La revelación del senador Domenici

Revista VIVA
La demencia frontotemporal afecta a las regiones frontales del cerebro, áreas responsables de la conducta. Los desórdenes conductuales de estos enfermos se caracterizan por la desinhibición social, la pérdida de la conciencia de la enfermedad y de la empatía hacia los demás.

El 4 de octubre de 2007, el senador republicano Pete V. Domenici, del estado de Nuevo México, en Estados Unidos, conmovió a la opinión pública de su país al anunciar que no buscaría ser reelecto al finalizar su sexto mandato, en 2009, debido a que padecía una enfermedad neuropsiquiátrica: la variante frontal o conductual de la demencia frontotemporal. Se trata de una enfermedad que afecta las regiones frontales del cerebro, áreas responsables de la conducta. Es por ello que se produce un cambio en la conducta personal y social de quienes la sufren, que se manifiesta en la dificultad para modular el comportamiento mientras que las habilidades cognitivas y discursivas, como la memoria, la atención, el lenguaje, la orientación y las funciones intelectuales, se encuentran preservadas en el momento del diagnóstico temprano. Esto último dificulta aún más el diagnóstico.

Los desórdenes conductuales de estos enfermos se caracterizan por la desinhibición social, la pérdida de conciencia de la enfermedad y de la empatía hacia los demás, la rigidez mental, las compulsiones, la conducta antisocial y una excesiva euforia. Asimismo, pueden presentar cambios dramáticos en las creencias y aptitudes que conllevan a la aparición de una nueva personalidad. Generalmente, suelen estar preocupados o concentrados en sí mismos, a la vez que disminuye el interés por la familia y los amigos. La progresión de la enfermedad conduce a una disminución en el juicio tanto social como financiero.

Recientemente, nuestro laboratorio, en colaboración con otros expertos internacionales, ha publicado en la reconocida revista Brain nuevos criterios de diagnóstico con el objetivo de mejorar la detección de esta dolencia neuropsiquiátrica, una de las menos reconocidas en nuestra sociedad. En la ausencia de un test clínico definitivo, el diagnóstico se basa en criterios conductuales, en la entrevista a la familia y allegados, en la resonancia magnética cerebral, que debe mostrar atrofia frontal y debe ser realizada por un experto en demencias. Es importante también tener en cuenta la existencia del concepto de “fenocopias”. Se utiliza este nombre para denominar a aquellos cuadros de pacientes que cumplen con los criterios que mencionamos, pero que presentan poca progresión de la sintomatología conductual, mejor desempeño en las pruebas neuropsicológicas, tienen imágenes normales y relativa preservación de las actividades de la vida diaria. Esta variante también es conocida como no progresiva.

El anuncio del senador Domenici dejó preguntas sin responder. Por ejemplo, si la enfermedad podría interferir con sus planes de permanecer en el Senado hasta que su mandato terminara dos años más tarde. Tampoco aclaró desde hacía cuánto tiempo él sabía de su condición. “Durante los últimos años, he sentido muy poco impacto de esta enfermedad”, dijo al comunicar su decisión. Además manifestó que como la progresión había sido leve, había considerado, aunque luego desistió, servir al estado de Nuevo México por otro período de seis años.
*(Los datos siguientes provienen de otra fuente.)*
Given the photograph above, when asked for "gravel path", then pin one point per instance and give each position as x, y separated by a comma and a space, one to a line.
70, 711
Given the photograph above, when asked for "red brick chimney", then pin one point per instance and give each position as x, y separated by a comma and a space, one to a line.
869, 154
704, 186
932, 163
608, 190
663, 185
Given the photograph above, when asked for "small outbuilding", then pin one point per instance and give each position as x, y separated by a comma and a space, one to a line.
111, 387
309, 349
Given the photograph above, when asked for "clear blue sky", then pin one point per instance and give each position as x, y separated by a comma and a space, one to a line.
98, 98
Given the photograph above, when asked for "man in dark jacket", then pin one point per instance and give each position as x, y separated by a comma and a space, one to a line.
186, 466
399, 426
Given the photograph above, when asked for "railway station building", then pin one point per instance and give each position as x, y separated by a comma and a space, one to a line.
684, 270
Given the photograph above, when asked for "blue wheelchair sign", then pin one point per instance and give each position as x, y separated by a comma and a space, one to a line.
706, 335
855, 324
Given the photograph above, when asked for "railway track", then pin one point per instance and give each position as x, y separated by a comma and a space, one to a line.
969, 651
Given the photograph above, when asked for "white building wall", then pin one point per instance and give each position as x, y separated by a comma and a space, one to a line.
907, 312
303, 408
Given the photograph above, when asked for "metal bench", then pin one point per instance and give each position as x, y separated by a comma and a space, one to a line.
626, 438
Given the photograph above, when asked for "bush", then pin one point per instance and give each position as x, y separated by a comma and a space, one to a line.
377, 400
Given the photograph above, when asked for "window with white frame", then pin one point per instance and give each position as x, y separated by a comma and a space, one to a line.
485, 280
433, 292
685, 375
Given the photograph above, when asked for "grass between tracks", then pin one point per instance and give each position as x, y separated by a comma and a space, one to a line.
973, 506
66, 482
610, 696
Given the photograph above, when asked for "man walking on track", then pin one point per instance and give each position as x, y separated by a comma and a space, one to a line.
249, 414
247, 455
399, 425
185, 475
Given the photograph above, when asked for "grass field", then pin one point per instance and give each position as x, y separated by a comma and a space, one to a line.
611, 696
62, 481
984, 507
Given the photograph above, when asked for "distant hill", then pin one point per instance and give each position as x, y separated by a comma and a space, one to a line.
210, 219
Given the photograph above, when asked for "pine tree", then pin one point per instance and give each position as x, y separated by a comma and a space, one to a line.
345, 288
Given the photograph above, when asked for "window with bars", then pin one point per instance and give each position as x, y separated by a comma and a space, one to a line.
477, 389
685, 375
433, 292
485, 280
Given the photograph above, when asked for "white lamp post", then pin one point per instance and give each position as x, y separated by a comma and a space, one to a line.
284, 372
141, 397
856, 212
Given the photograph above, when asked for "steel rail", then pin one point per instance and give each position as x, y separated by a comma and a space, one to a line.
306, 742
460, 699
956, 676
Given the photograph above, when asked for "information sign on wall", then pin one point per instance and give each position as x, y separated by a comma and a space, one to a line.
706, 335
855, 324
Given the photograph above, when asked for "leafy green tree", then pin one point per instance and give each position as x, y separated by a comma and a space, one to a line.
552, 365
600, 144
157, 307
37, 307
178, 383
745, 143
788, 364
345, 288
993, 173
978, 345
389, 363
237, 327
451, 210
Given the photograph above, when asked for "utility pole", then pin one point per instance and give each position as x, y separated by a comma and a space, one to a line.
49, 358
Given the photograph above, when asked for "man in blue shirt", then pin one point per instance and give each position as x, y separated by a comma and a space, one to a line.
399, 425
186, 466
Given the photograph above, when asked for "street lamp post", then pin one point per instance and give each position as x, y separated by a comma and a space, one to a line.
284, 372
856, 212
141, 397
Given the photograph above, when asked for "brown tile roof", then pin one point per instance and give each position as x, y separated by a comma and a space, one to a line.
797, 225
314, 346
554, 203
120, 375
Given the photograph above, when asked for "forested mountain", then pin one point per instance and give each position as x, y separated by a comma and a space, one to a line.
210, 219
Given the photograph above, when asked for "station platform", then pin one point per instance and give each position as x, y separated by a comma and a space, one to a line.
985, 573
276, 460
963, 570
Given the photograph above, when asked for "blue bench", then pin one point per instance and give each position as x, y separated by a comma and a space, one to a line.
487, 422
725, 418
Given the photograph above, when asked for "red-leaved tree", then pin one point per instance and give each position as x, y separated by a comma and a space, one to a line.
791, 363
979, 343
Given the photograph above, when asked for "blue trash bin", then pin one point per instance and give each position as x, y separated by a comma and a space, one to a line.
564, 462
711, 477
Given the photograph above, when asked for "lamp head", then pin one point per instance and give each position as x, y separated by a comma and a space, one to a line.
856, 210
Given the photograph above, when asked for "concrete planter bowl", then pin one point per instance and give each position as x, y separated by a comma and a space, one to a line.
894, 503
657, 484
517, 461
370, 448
Hasta el momento, el tratamiento de la variante frontal o conductual de la demencia frontotemporal atiende sólo los síntomas. Es fundamental considerar que, por sus problemas emocionales y de conducta, este tipo de demencia produce un gran estrés del cuidador. Por esto, estar informado acerca de la enfermedad y comprender su desarrollo es por sí mismo una manera efectiva de ayudar a las personas que la padecen y a sus seres queridos.